Watching Your Mother Cry is the Worst
Having a chat about your Father's failing health and her burden puts a lot of things into perspective
As the devastation of my recent past begins to subside, flowing outward into a chamber of compartmentalization, locked away for future lessons and less self doubt, I’m seeing things I had not really noticed before.
I’ve been carrying over the homebody isolation from my final four months of Vegas but I’m starting to get that itch for some social outings. I’m looking around Wichita and there are some things to do around here. Again, I can’t say how long I’ll be here let alone living in my parents’ home but the reality of how alone my mother has been for the past three years (and eleven if you’re counting how long my dad’s health has been in jeopardy).
Before I split from Nevada, my buddy Erik Lewin asked me to direct him in his one-man show Just Get Over It, a comedy piece about his long path from grieving the death of both his parents. For the record, it went exceptionally well and it gave me a taste of that thing I used to do so well back in the day. In the show, he speaks about the trials of being the sole caregiver for someone inching closer to death and I see those self-same issues my mom has been dealing with for a few years.

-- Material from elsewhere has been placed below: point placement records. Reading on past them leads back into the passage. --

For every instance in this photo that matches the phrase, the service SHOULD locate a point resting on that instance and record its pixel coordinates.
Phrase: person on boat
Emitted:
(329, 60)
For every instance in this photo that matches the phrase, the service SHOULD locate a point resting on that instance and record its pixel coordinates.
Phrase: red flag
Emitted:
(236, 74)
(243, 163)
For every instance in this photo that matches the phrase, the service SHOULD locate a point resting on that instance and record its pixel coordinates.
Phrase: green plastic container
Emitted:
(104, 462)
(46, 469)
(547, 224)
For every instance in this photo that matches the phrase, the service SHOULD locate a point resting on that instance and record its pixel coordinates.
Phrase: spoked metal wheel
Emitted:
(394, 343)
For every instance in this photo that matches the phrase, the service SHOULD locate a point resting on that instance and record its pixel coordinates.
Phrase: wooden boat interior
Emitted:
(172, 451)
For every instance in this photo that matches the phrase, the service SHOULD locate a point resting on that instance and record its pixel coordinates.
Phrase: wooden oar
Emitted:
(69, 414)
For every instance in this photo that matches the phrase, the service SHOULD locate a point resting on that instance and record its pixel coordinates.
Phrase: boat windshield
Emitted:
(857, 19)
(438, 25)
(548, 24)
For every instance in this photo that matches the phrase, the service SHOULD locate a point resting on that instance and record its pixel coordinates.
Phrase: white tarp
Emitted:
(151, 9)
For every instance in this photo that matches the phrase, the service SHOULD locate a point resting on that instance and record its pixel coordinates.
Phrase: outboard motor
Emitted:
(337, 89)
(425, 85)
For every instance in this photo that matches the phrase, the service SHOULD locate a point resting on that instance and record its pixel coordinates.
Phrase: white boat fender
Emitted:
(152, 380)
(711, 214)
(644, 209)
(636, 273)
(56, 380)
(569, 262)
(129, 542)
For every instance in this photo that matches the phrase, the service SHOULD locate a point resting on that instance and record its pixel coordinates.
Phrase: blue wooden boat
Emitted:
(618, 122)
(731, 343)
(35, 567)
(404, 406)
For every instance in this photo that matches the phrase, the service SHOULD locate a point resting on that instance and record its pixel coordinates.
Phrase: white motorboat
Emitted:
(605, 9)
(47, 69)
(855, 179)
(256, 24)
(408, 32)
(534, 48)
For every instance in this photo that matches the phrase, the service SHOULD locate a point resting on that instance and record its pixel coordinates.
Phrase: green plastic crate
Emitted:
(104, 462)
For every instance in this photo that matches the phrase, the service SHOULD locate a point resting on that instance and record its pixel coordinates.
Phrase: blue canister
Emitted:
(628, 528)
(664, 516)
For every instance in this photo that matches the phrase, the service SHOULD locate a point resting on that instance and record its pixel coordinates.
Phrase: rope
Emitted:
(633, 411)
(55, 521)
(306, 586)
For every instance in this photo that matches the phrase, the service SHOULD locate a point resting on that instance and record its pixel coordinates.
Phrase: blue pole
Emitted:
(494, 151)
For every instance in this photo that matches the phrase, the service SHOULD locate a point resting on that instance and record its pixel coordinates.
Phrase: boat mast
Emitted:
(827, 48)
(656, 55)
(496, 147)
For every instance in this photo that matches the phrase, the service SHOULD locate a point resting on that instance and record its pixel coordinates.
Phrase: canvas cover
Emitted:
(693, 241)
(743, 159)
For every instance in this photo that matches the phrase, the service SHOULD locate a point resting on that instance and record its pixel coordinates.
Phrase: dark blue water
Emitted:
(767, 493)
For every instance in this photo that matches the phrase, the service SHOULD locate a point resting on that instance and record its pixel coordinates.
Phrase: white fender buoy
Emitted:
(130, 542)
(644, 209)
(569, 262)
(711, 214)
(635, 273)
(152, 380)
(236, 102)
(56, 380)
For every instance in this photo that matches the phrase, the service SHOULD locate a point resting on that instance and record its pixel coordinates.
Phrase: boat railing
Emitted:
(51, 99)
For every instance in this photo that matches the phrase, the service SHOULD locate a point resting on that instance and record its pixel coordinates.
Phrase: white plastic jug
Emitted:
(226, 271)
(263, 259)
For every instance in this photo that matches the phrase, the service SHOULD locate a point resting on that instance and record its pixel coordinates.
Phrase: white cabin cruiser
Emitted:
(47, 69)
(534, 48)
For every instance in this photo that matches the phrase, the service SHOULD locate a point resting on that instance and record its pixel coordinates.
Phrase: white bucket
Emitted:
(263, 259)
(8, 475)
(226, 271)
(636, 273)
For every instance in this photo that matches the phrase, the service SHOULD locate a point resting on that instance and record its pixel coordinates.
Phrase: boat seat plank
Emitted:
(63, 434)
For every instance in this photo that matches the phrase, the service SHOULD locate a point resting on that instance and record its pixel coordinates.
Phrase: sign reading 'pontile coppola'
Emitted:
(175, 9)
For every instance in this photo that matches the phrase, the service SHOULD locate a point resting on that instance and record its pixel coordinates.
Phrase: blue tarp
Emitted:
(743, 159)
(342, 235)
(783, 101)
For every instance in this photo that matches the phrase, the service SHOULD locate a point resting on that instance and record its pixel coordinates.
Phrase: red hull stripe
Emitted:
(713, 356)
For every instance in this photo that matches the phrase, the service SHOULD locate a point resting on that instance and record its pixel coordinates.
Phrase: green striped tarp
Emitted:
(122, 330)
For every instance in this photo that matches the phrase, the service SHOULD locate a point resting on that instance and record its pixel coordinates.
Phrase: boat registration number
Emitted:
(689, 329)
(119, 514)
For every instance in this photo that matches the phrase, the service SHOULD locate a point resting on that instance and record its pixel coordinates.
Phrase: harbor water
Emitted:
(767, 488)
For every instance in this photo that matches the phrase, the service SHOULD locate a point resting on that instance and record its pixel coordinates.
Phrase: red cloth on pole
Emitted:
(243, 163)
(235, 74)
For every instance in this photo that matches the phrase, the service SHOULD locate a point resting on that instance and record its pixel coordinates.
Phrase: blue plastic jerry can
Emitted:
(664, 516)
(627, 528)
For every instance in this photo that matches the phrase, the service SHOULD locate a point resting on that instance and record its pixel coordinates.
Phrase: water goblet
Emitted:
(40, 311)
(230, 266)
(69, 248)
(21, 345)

The laundry list of my pop’s health issues is extensive. His kidneys are pretty much gone so he’s been on dialysis three times a week for three years. His eyesight is shot; his hearing is almost non-existent. He can’t watch TV anymore because he can’t hear it no matter how loud he jacks up the volume and he can’t see to read subtitles. He’s had a cancer in his bones for eleven years that simply sits there like a grim specter, waiting to pounce but weakening everything else while it waits. His knees are shot so he can’t walk more than a few yards for more than a few minutes. He has a hard time sleeping because he is in physical pain all the time and he’s so old school, he resists weed to mitigate it. On top of that, his blood vessels are getting so thin, he keeps having them explode under his skin and bruising every part of him.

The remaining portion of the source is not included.